Both mutated amino acids are well conserved within the P2-type subfamily. The Na,K-ATPase α2-subunit has a structure similar to Ca2+-ATPases, which comprises 10 transmembrane helices and three cytoplasmic domains: the A-domain (actuator), the P-domain, which contains the residue of phosphorylation, and the N-domain that binds ATP.28 The Na,K-ATPase Val628 is the equivalent amino acid of Ca2+-ATPase Ile639 that resides in the P-domain. Ile639 is located at the border of one of the short conserved helices that together with the seven-stranded parallel β-sheet form a typical Rossman fold.28 This residue is rather well conserved in all P-type ATPases.29 We showed that the substitution of Valine with a Methionine decreases the cell survival. The Na,K-ATPase Arg593 that is equivalent to Ca2+-ATPase Arg604 is located at the border of the P-domain, directly after the two prolines that form the hinge between the P- and N-domains. Large domain motions require the presence of a flexible hinge region, with an invariant DPPR motif. It has been reported that the hydrogen-bond network involving the conserved Gly354, Arg604, and Asp737 seems to link the movement of this hinge region to that of M5, thereby effectively transmitting the phosphorylation signal to the Ca2+ binding sites.28 Abnormal Na,K-ATPase functioning observed with our R593W mutant is in line with abnormal functioning in Ca2+-ATPase mutant R604M that revealed a 35% reduced Ca2+ transport.30

Until now, 12 variations in the intracellular domain of the Na,K-ATPase α2-subunit have been reported in FHM patients.10, 11, 12, 13, 14, 15 ATP1A2 mutations have been shown to result in a broad spectrum of functional abnormalities. Two mutations associated with pure FHM (eg L764P and W887R), and mutation T378N that causes AHC are incapable of a functional rescue in survival assays, implicating complete loss-of-function.10, 18, 19, 20 The T345A mutation does not lead to reduced rescue in survival assays, but additional experiments showed a functionally altered pump with reduced affinity for K+.22 Mutants R689Q and M731T, also allow partial or complete cell growth in survival assays, but show decreased catalytic turnover.21 Therefore, the partial survival of our novel mutations (R593W and V628M) supports the hypothesis that they are disease-causative.

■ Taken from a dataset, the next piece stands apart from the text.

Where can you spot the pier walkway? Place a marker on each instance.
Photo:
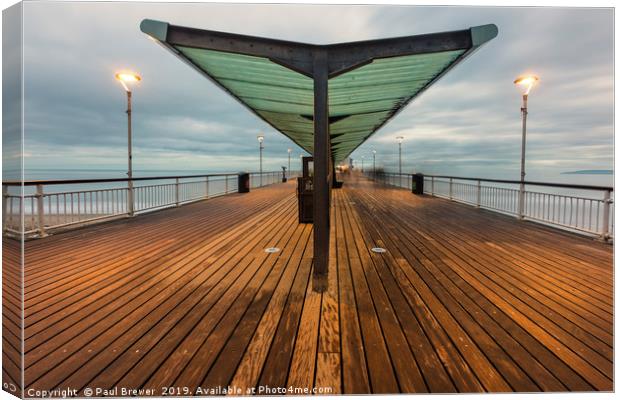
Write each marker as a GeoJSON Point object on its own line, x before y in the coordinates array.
{"type": "Point", "coordinates": [463, 300]}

Both the R593W and the V628M mutation occurred de novo, underscoring that mutations in the ATP1A2 gene are indeed causing FHM in these families. In addition, the occurrence of de novo mutations indicates that such mutations may also be found in sporadic hemiplegic migraine (SHM), that is, in hemiplegic migraine patients with no other family members suffering from this disease. The genetic etiology of SHM is not well established and only a few causative mutations in FHM1 and FHM2 genes have been identified in SHM patients.14, 31 Therefore, our findings suggest that the ATP1A2 gene is a good candidate for genetic testing in SHM cases.